Will any of those on the plane ask themselves: “Why is there ever only one such assembly on this spherical earth? Doesn’t that exclude almost all of us? Why isn’t WYD celebrated on the same day in every city and diocese in Ireland – with all of us able to attend and tell our bishops how we foresee the future of the church?”
Those questions might even be prompted by the same experience that Archbishop Diarmuid Martin described to the pope emeritus in 2006: “I can go to parishes on a Sunday where I find no person in the congregations between the ages of 16 and 36. None at all.”
Given the usual format of World Youth Day, it is highly unlikely that any question as to its mysterious unilocational character could be put directly to the pope next month by our young people. However, given the dire crisis of continuity threatening the Irish Church – proven by the very phenomenon that Archbishop Martin described – shouldn’t it occur to the Irish Bishops Conference, as well as to the Nuncio, Archbishop Charles Brown, to ask it for them?
It will certainly be regarded by future generations of Irish Catholics as the strangest and most dangerous feature of our church at present that we all, adults and young people alike, do not have regular opportunities for asking such questions of our bishops. Why this overwhelming fear of any regular assembly that might permit unscripted questions to the magisterium – questions that might relate directly to all aspects of the crisis we are so clearly surrounded by? How come that the nearest ever approximation to an assembly of the Irish church in the midst of this crisis was organised by the ACP in May 2012, an event entitled ‘Towards an Assembly of the Irish Church’? And how come not a single Irish bishop could dare to attend that?

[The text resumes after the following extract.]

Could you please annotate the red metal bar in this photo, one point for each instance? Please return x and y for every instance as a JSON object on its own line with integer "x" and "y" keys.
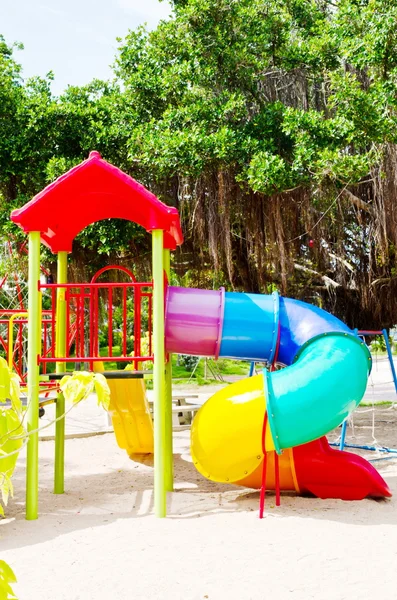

To me it seems that the answer lies in the fear of modernity that overtook the papacy after 1789, a fear that was squarely challenged by Vatican II, but a fear that returned in 1968 with the conflict over Humanae Vitae. This fear has led to an effectual ban on assemblies of the Catholic church in Europe – in the very era that the papacy has deplored the EU’s apparent loss of a sense of its Christian heritage. How else are we to understand, for example, the disappearance of the plan to hold a synod of the Dublin archdiocese, mooted in the final years of Cardinal Connell?
And so World Youth Day has been until now essentially a media op for the papacy – to prove its intense rapport with younger generations. It has also been, sadly, a striking sign of the very sickness identified by Pope Francis: the fatal narcissism of the church’s leadership – and of its denial of the actual crisis of Youth Departure in the Western church.
So maybe this year World Youth Day in Rio will hear promise of an entirely different format for the future – one that will allow the entire cohort of Irish Catholic school leavers to attend next time round? This too would be for me a litmus test of the pope’s determination to end the magisterial ban not just on assembly, but on its Christian corollary – genuine Communion. It is surely this ban above all that explains why Archbishop Martin could still probably go to parishes in Dublin “where I find no person in the congregations between the ages of 16 and 36. None at all.”